At Newcastle University, I was the chair of the Black-Asian minority ethnic committee and one of the things I noticed was that people of colour are not able to succeed in their positions because more often than not, we are shy and modest and we don't present ourselves in the way that we ought to be doing.

One of the things that I did at Newcastle was that I brought people from the industry at a roundtable with the university's senior management to highlight the difference between intention and intentionality. Intention is where you aspire to do something and intentionality is where you make it work. Following on from that, I was able to secure funding to create the first-ever leadership programme, called Inclusive Futures, designed for the BAME (Black, Asian and Minority Ethnic) community in universities. It is a competitive process... people have to work to get into it and then it takes them through a leadership path. It is important to understand the power of difference. If you put people in boxes, they will never succeed. But if you encourage them to show how their difference can make a difference to the organisation, to society, to community, then you have got it going somewhere.

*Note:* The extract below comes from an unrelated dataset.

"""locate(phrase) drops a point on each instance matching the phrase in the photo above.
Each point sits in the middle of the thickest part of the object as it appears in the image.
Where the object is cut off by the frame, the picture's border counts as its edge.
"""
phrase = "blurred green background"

The other thing I did was in a more societal way. I am also a classical dancer and I translated a few of Tagore's works and presented them through dance and through English dialogue to show how inclusivity existed, specifically in his work like Chandalika. That is a really good example of how inclusivity exists in India. I wanted to change the perception that it is a Western concept.

What are your short-term and long-term goals?

I am 51 and age and stage in life matter. There is a lot of work that needs to be done, around the world and in India, in terms of the whole inclusion game. I would like to spend more time looking into influencing decolonisation of curriculum, right from the
time kids enter school. I have always been part of Newcastle University's mentoring programme and at the moment, I am involved in mentoring refugees. In the next few years, my aim is to look at how to get industry to influence academia and academia to influence industry.

Can you talk about your Calcutta roots?

I grew up in Deshapriya Park in an intergenerational family. When I am told I am progressive, I attribute it to the role models in my house, whether it is my aunt who was a physics professor or my mother who ran a joint family. If you think about management practice, she ran a household of 40 people. She was not trained in management but she could give any MBA a run for their money.

Calcutta is very close to me. I am probably there more often than most people living in the West are. I try and go there during the time of the book fair and I also watch a lot of Bangla films and hang out with my friends. A lot of my university friends are in Calcutta.